Mustafa Suleyman de Microsoft define la carrera por la AGI con su “Superinteligencia Humanista”

El gigante tecnológico tiene una visión distinta en el laboratorio de superinteligencia tras renegociar su acuerdo con OpenAI a fines de 2025. Con Mustafa Suleyman al frente, la compañía promete modelos más seguros y “subordinados a los humanos” en una competencia global cada vez más costosa.

Microsoft dio un paso estratégico en la carrera por la inteligencia artificial avanzada al anunciar el lanzamiento de su iniciativa de “Superinteligencia Humanista”. El proyecto es liderado por Mustafa Suleyman, actual director de IA de la compañía, quien confirmó la decisión en una entrevista con Axios y en una publicación oficial.

El movimiento se produce tras la renegociación del acuerdo entre Microsoft y OpenAI, que anteriormente limitaba contractualmente al gigante del software en el desarrollo de inteligencia artificial general (AGI). Esa restricción impedía a Microsoft construir sistemas que igualaran o superaran la inteligencia humana en múltiples disciplinas, aunque sí podía desarrollar modelos de lenguaje más pequeños y algoritmos para imágenes y voz.

Ahora, con el nuevo marco, la compañía busca ponerse al día en una carrera que no solo es tecnológicamente compleja, sino también extraordinariamente costosa.

Un nuevo laboratorio y un giro conceptual

Suleyman encabezará el equipo de Superinteligencia de IA de Microsoft (MAI), acompañado por Karén Simonyan, científica jefa de IA de la empresa, y otros investigadores clave. Según explicó, el foco será construir modelos de frontera más seguros y centrados en el ser humano.

“Definitivamente estamos ampliando el equipo y buscando personas con capacidades de investigación más fundamentales”, afirmó Suleyman.

El ejecutivo marcó una diferencia conceptual respecto de otras iniciativas del sector: “El proyecto de superinteligencia tiene que consistir en diseñar una IA que esté subordinada a los humanos y que los mantenga en la cima de la cadena alimentaria”, declaró. En su blog fue aún más contundente: “Los humanos importan más que la IA”.

Tanto la AGI como la superinteligencia se refieren, en términos generales, a sistemas capaces de igualar o superar la inteligencia humana en una amplia gama de disciplinas. Sin embargo, Suleyman rechaza la narrativa de una “carrera” desenfrenada hacia ese objetivo.

Tiempos largos y autosuperación recursiva

El nuevo Laboratorio de Superinteligencia no entregará resultados inmediatos. “Creo que todavía pasarán uno o dos años antes de que el equipo de superinteligencia produzca modelos de frontera”, explicó en la entrevista.

Suleyman describió la iniciativa como “un esfuerzo más amplio y profundamente humano para mejorar nuestras vidas y perspectivas futuras”, alejándose del enfoque puramente competitivo.

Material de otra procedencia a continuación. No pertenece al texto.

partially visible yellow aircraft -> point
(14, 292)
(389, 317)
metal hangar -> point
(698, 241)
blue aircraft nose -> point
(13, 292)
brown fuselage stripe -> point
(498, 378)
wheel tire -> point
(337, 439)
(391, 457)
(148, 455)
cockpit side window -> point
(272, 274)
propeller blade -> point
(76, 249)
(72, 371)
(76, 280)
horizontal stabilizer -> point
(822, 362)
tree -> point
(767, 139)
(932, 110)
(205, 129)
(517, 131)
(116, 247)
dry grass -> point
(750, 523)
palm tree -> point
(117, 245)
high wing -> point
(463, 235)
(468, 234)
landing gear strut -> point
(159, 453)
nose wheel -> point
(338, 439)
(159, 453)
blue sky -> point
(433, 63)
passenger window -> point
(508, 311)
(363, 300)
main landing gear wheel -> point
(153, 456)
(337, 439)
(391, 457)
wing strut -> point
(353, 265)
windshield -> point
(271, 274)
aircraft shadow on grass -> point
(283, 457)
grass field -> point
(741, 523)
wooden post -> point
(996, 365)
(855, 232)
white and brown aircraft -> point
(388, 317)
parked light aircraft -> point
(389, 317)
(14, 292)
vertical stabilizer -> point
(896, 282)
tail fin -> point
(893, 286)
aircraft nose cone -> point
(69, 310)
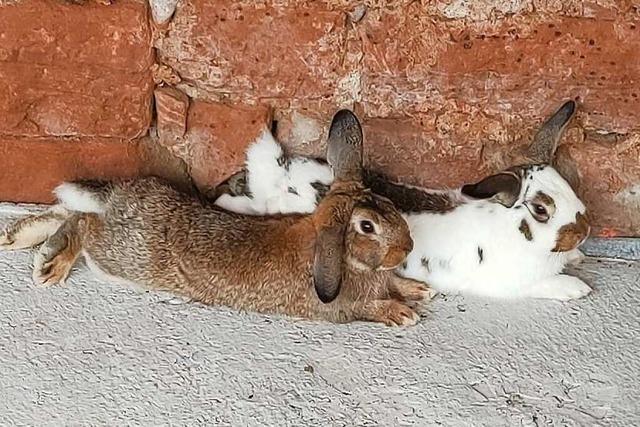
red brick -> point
(30, 168)
(59, 33)
(216, 140)
(414, 64)
(249, 50)
(56, 101)
(610, 174)
(172, 106)
(75, 69)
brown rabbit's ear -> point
(344, 147)
(327, 263)
(503, 187)
(545, 142)
(235, 185)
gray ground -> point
(93, 353)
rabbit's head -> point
(356, 229)
(547, 210)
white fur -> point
(75, 198)
(270, 183)
(511, 266)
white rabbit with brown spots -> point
(509, 235)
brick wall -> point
(446, 88)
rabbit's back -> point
(476, 249)
(153, 235)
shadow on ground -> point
(92, 353)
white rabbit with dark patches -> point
(509, 235)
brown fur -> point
(410, 199)
(571, 235)
(156, 236)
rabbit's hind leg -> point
(31, 230)
(57, 255)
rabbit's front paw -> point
(410, 291)
(561, 287)
(575, 257)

No obstante, reconoció la complejidad técnica y estratégica del desafío. “Es difícil de gestionar”, admitió, al referirse a decisiones como cuándo permitir que los sistemas de IA aprendan por sí mismos. La autosuperación recursiva (RSI), donde los sistemas mejoran su propio rendimiento, es vista como clave para avances significativos, aunque conlleva riesgos evidentes. “La realidad es que las mejoras en el rendimiento provendrán de una autosuperación recursiva, y también estamos buscando RSI, y deberíamos hacerlo”.

Competencia global y presión geopolítica

El anuncio de Microsoft se inscribe en un tablero global altamente competitivo. Empresas como Anthropic, Google y Meta, así como Safe Superintelligence, la nueva firma fundada por Ilya Sutskever, persiguen ambiciones similares. A esto se suman múltiples instituciones en China que también avanzan en la materia.

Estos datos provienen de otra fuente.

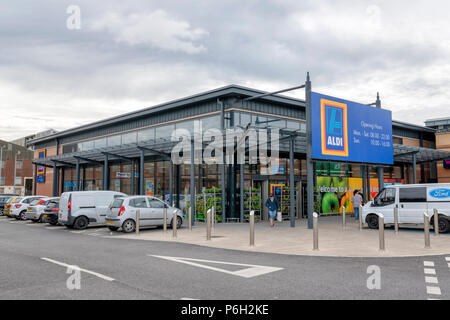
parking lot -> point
(37, 257)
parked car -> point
(36, 209)
(4, 199)
(123, 213)
(51, 211)
(78, 209)
(8, 204)
(412, 200)
(20, 206)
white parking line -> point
(99, 275)
(429, 271)
(431, 290)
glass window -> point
(211, 123)
(100, 143)
(155, 203)
(146, 135)
(113, 141)
(164, 132)
(130, 137)
(138, 203)
(413, 194)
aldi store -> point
(131, 153)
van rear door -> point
(412, 204)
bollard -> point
(190, 218)
(252, 228)
(174, 224)
(138, 221)
(436, 222)
(360, 217)
(343, 217)
(208, 225)
(381, 231)
(396, 220)
(315, 231)
(426, 227)
(165, 220)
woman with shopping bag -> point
(272, 205)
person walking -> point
(356, 201)
(272, 205)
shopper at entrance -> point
(356, 201)
(272, 205)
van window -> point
(117, 203)
(138, 203)
(385, 197)
(413, 194)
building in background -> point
(442, 127)
(24, 141)
(130, 153)
(16, 169)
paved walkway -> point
(333, 240)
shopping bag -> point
(279, 217)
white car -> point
(78, 209)
(412, 201)
(123, 213)
(36, 209)
(19, 207)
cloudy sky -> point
(127, 55)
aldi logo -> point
(334, 128)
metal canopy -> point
(405, 154)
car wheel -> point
(81, 223)
(372, 221)
(22, 216)
(179, 222)
(444, 225)
(129, 226)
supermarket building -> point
(131, 153)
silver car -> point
(36, 209)
(123, 213)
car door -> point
(412, 204)
(141, 204)
(157, 210)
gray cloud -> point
(130, 55)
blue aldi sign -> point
(348, 131)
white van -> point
(78, 209)
(412, 201)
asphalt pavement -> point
(34, 260)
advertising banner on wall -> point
(335, 192)
(348, 131)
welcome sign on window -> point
(348, 131)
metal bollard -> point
(360, 218)
(190, 218)
(381, 231)
(252, 228)
(396, 220)
(343, 217)
(138, 221)
(315, 231)
(426, 227)
(165, 220)
(174, 224)
(208, 225)
(436, 222)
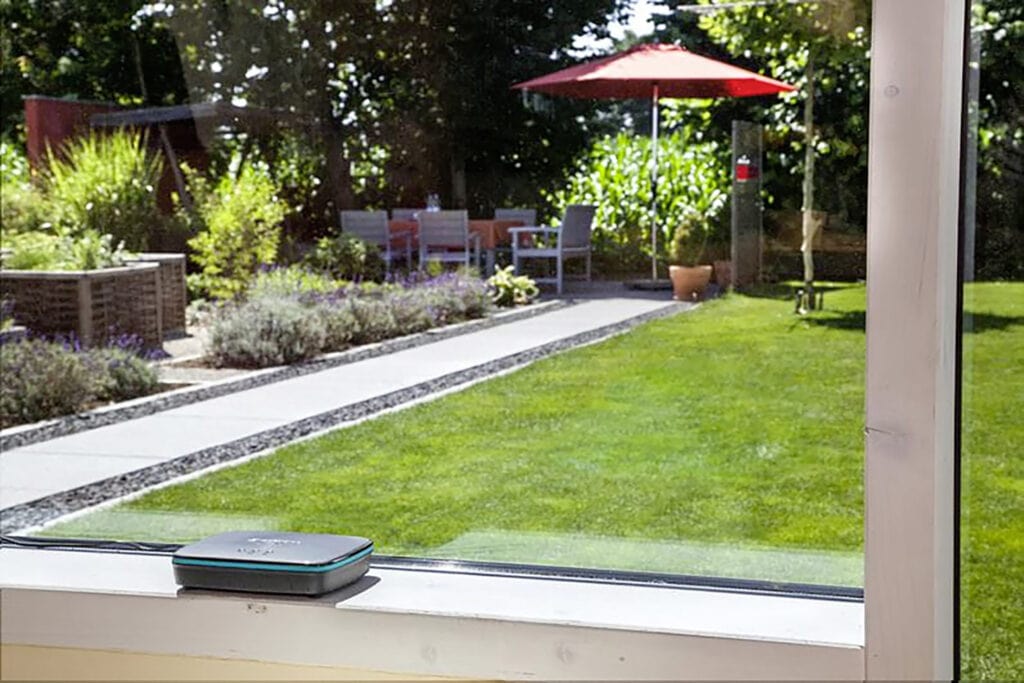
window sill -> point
(423, 623)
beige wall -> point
(53, 664)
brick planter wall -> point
(173, 296)
(93, 304)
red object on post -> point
(745, 170)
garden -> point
(726, 441)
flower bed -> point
(276, 326)
(47, 379)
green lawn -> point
(993, 482)
(725, 441)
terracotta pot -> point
(688, 283)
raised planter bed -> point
(92, 304)
(173, 295)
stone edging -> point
(49, 508)
(20, 435)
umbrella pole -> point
(653, 186)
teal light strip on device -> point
(232, 564)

El miércoles, Jensen Huang, CEO de Nvidia, advirtió que China está en camino de ganar la carrera de la IA, subrayando la dimensión geopolítica del debate.

En este contexto, el énfasis de Microsoft en seguridad y control humano se produce en un entorno regulatorio que, según el análisis, se está alejando de esas prioridades. El riesgo es evidente: un enfoque con mayores salvaguardas podría resultar más costoso o menos eficiente frente a competidores que opten por reducir restricciones.

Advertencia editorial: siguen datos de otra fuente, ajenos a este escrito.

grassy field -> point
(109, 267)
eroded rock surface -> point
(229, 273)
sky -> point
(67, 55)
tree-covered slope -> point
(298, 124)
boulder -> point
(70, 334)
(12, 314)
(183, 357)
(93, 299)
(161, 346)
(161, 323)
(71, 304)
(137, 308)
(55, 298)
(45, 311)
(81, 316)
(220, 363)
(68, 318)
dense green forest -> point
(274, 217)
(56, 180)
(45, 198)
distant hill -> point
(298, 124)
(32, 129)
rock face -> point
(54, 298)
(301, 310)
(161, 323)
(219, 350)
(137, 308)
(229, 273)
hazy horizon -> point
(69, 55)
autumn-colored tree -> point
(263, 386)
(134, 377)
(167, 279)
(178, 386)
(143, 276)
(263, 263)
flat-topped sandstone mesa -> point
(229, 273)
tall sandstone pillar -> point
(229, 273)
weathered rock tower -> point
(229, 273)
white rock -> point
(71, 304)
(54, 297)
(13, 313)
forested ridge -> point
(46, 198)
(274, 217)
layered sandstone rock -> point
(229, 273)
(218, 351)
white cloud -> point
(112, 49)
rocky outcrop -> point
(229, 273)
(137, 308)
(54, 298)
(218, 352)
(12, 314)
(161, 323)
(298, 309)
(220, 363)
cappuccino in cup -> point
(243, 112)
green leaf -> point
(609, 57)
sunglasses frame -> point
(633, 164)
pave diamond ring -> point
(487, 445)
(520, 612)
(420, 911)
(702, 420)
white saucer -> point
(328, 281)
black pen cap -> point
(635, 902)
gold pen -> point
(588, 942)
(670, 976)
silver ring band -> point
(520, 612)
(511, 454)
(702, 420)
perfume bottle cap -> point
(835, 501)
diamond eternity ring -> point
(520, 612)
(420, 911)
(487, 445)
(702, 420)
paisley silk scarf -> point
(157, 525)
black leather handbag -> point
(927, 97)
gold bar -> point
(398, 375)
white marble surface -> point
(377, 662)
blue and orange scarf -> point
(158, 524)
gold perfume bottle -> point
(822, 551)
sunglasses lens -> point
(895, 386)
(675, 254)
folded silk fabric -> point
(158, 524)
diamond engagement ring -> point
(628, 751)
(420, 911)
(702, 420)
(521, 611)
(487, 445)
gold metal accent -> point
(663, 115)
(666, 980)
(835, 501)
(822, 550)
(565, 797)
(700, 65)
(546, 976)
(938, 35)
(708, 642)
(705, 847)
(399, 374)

Aceleracionismo con límites

Lejos de adoptar una postura conservadora o alarmista, Suleyman reivindicó una visión optimista. “Somos aceleracionistas”, sostuvo. “Creemos firmemente en el poder de la ciencia y la tecnología para hacer del mundo un lugar mejor. Y queremos que avance lo más rápido posible, pero no puede estar sujeto a restricciones”.

La frase resume la tensión que atraviesa hoy a la industria: avanzar rápido, pero sin perder el control. En esa delgada línea, Microsoft busca posicionarse como un actor que no solo compite por potencia, sino también por legitimidad.